Posted By: Keiva Re: invigilators - 01/22/02 04:50 PM
dr. bill, there is apparently precisely such a scene in the move Slackers, scheduled for release on Feb. 1.
http://www.spe.sony.com/movies/slackers/, and view the trailer

Posted By: Capital Kiwi Re: invigilators - 01/22/02 11:04 PM
There's been an ad running on New Zealand TV for some years using that scene. I think it was advertising some kind of snack bar.

During my university days, the invigilators were generally retired academics and their equally aged kin earning a few extra dollars (or reliving their youths vicariously, I suppose).

To this day when I see the word, I think of these elderly folk stalking up and down the rows of mentally perspiring candidates.

Posted By: Bean Re: invigilators - 01/25/02 07:20 PM
Hmm...You can see I've been away from the Board all week when these old threads pop back to the top...

We use invigilators here, too. I've never heard the word monitors used in that sense. However, grad students are often (usually) paid to invigilate exams. So, CK, in Canada, we invigilators are not wizened, elderly folk. Not just yet!

Posted By: Flatlander Re: invigilators - 01/25/02 08:23 PM
I, too, would call these people proctors. Invigilators sounds like it's full of treachery and deception -- a cross between inveigle and infiltrator. Commonweathers, how do you pronounce it? Hard G or soft? Where's the accent?

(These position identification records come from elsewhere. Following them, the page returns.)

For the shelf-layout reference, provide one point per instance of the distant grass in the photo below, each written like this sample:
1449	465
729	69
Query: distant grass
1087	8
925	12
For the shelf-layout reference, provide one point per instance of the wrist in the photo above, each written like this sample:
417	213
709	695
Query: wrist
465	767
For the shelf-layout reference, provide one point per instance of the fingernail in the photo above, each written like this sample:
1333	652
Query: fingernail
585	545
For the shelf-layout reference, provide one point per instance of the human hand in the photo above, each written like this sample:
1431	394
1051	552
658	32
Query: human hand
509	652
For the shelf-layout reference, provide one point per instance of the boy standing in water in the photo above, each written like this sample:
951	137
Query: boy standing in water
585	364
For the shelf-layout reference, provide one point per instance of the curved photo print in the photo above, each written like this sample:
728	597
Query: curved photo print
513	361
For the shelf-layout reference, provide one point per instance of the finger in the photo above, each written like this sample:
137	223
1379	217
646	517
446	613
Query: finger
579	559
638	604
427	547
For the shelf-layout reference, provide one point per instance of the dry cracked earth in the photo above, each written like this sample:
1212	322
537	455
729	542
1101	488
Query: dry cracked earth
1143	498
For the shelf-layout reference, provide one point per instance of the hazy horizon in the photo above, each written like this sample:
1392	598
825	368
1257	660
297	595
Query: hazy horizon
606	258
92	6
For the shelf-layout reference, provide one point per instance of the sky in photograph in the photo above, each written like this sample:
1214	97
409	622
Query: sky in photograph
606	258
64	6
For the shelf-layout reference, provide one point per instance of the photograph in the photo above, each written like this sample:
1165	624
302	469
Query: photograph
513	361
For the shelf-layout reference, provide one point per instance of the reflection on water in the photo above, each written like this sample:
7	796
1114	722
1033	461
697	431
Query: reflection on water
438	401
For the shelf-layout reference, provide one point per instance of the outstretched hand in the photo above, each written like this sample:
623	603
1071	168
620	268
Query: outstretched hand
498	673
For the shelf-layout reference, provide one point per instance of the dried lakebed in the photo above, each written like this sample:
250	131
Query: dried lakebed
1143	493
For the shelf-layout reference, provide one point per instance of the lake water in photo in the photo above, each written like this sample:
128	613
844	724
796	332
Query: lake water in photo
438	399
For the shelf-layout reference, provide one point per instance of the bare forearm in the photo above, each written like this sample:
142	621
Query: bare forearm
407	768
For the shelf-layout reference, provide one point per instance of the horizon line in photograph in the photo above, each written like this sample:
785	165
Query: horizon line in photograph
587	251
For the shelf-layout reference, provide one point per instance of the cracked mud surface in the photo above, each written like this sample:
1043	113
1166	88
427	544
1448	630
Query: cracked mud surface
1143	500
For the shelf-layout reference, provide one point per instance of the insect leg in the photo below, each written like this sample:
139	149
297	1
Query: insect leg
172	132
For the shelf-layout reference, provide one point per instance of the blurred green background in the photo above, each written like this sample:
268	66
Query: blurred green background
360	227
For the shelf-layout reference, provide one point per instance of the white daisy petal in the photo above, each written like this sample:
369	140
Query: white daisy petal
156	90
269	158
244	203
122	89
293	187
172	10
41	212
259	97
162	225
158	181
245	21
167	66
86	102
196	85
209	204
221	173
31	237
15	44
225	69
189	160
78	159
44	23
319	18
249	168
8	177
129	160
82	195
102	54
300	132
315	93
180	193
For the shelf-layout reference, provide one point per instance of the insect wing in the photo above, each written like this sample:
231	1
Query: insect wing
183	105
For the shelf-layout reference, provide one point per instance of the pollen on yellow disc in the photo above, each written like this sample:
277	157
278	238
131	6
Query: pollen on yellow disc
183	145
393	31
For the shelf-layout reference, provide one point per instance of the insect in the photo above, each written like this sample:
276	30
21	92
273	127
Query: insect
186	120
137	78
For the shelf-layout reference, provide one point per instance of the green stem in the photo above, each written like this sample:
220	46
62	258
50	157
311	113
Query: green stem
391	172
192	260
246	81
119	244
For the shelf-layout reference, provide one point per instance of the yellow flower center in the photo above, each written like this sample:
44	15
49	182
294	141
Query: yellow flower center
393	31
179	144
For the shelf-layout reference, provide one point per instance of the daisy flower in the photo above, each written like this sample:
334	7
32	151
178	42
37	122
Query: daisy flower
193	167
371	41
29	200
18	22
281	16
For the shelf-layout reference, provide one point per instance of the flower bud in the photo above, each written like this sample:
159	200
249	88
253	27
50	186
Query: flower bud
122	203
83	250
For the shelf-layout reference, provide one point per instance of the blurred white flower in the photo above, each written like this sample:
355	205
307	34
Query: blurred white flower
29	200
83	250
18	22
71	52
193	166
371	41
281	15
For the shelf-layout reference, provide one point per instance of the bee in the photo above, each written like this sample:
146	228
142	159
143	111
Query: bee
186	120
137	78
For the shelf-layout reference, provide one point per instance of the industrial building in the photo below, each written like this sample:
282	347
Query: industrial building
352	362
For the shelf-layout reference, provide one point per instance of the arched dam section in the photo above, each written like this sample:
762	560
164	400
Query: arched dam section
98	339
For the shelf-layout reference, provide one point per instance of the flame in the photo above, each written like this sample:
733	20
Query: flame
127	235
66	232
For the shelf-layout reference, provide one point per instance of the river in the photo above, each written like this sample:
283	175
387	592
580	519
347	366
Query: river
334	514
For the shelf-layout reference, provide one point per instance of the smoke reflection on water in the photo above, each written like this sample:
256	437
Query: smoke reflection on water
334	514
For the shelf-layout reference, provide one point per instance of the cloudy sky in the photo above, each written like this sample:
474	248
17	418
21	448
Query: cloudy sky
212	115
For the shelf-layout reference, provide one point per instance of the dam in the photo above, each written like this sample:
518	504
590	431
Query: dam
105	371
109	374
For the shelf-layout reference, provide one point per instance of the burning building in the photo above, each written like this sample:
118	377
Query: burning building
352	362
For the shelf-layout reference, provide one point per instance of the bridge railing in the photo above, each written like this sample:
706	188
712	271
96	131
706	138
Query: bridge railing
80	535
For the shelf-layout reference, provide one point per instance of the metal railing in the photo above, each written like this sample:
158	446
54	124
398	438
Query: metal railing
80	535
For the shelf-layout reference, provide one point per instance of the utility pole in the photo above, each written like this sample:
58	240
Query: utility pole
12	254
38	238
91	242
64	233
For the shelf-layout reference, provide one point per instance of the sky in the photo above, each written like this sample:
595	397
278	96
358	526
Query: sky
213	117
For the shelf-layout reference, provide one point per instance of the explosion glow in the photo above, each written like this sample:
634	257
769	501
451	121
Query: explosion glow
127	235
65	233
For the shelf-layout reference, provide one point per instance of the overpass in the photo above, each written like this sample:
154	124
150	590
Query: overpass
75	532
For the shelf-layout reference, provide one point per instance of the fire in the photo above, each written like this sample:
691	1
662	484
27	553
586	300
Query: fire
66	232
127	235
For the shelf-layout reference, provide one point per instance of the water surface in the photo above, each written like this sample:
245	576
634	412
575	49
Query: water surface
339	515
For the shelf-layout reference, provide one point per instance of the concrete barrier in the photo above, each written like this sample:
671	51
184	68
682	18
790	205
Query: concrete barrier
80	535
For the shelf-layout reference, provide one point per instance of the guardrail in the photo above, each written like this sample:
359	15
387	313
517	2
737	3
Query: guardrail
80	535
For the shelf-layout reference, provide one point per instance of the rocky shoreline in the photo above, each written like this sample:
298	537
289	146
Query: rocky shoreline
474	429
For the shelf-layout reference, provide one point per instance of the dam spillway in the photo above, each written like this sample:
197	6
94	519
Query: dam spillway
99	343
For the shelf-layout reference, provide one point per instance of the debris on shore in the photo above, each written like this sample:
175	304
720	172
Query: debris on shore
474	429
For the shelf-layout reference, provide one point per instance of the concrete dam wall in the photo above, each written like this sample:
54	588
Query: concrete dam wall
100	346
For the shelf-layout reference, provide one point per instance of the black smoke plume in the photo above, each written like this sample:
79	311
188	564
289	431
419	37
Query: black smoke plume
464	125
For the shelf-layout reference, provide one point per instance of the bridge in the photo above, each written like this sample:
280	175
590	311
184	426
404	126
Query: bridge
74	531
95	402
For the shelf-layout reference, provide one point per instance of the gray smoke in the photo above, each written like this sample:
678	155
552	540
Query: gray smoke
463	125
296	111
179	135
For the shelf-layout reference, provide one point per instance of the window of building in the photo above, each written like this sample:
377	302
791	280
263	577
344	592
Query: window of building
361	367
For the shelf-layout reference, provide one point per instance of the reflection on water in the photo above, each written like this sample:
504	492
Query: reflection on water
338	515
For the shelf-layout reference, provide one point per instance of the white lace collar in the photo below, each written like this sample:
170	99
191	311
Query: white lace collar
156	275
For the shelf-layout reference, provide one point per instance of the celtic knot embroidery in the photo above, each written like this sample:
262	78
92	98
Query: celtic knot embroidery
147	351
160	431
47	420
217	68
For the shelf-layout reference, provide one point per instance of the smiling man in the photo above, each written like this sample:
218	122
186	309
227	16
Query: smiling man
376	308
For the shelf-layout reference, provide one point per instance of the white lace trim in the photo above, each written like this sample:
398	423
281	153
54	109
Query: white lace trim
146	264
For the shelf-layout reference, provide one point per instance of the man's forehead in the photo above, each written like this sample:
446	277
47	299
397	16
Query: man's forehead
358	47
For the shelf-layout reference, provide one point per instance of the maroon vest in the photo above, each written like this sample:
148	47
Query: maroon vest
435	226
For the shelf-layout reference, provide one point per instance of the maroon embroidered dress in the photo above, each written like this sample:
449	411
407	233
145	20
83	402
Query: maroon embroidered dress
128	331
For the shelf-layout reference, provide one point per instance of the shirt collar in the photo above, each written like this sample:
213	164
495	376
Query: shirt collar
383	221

Posted By: Capital Kiwi Re: invigilators - 01/25/02 10:37 PM
Soft G. Second syllable.

Posted By: belMarduk Re: invigilators - 01/26/02 01:39 AM
Ah ha - Canadian dissension (allo Bean)...here in Québec we do not have invigilators. This word is not heard, used or known. When taking an exam you are usually supervised by either a T.A. (teacher’s assistant), a teacher or a supervisor.

A monitor (the human kind not the screen kind ) is usually a person in charge of young children doing some activity.


Posted By: OrionsBelt~ Re: invigilators - 01/28/02 07:14 PM
wwh: That's a true story you tell here or a joke? I hope it really happened because it shows a jump and a start. I hope that student just threw that exam in the heapy old pile and ran like a blaze.

On invigilator: I like this term a great deal, especially when considering the alligators my Aunt Imogene used to wrestle. There were always several that lay about watching her, alligator invigilators, opening their milky eyes to see how the contest was unfolding.